Thirty-two eligible patients with 36 PCa lesions were recruited for our study. TRUS examinations and MRI-TRUS fusion procedures were performed by experienced operators. The cognitive fusion images were compared using the TRUS image in a MRI-TRUS fusion workstation.

RESULTS:

Using cognitive fusion imaging, 86.1% of the lesions were accurately located by the senior sonographer and 69.4% of the lesions were accurately located by the junior sonographer. The maximum diameter and PI-RADS score of the lesions were important factors that affected the accuracy of cognitive fusion (P < 0.05). Furthermore, the lesions with high PI-RADS scores and the lesions with large diameters were more accurately located using cognitive fusion (P < 0.05).

CONCLUSIONS:

Cognitive fusion is a reliable technique with dependency on working experience, and its accuracy of locating suspicious lesions is consistent with MRI-TRUS fusion in patients with high PI-RADS score and large lesions.

Keywords

Prostate cancer multiparametric magnetic resonance imaging cognitive fusion

1 Introduction

Prostate cancer (PCa) is one of the most common cancers in elderly men worldwide, and the first leading cancer type for the estimated new male malignant tumor cases in the United States [1]. Systematic biopsy guided by transrectal ultrasound remains the gold standard for diagnosis of PCa. However, the false negative rate of the current standard 12-core systematic biopsy is 10–20% [2], and leading to the underdiagnosis of clinically significant cancers in up to 35% of men [3]. Blindly increasing biopsy cores fail to improve the detection rate of PCa, instead, the operation cost and patient’s distress are increased. Conventional transrectal ultrasonography (TRUS) is not ideal for detecting PCa and the new frontier of sonographic modalities, such as real-time elastosonography and contrast-enhanced ultrasonography [4], remain under investigation and are not recommended for routine use [5]. Advances in imaging techniques, particularly multiparametric magnetic resonance imaging (mpMRI), allow prostate lesion visualization with a more precise localization. Taking advantage of mpMRI can be beneficial for targeted biopsy in PCa.

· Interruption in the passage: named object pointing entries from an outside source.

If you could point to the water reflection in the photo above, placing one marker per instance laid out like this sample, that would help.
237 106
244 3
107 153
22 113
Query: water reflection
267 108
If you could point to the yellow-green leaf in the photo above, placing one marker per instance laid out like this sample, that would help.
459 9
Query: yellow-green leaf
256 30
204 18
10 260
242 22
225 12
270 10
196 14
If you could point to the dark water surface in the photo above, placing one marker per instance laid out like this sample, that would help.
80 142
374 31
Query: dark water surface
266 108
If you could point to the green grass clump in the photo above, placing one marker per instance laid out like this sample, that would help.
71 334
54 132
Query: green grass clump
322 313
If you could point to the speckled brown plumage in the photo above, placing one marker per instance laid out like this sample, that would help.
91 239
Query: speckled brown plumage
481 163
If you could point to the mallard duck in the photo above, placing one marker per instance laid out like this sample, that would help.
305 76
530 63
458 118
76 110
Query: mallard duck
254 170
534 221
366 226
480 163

Some unnecessary biopsies can be avoided and suspicious target cores can be obtained by MRI guided biopsy [6]. Furthermore, mpMRI has been shown to have a higher accuracy and higher specificity for the detection of clinically significant PCa [7 –9]. The advantage of mpMRI-guided targeted biopsy is clear. However, some limitations could include the associated costs and the specialized equipment.

The physician can mentally relocate the most appropriate area detected on the prebiopsy mpMRI, based on its zonal topography and on anatomical landmarks (ejaculatory duct, cyst, calcification, etc.), which is called cognitive fusion [10]. However, studies related to the match accuracy in cognitive fusion are sparse.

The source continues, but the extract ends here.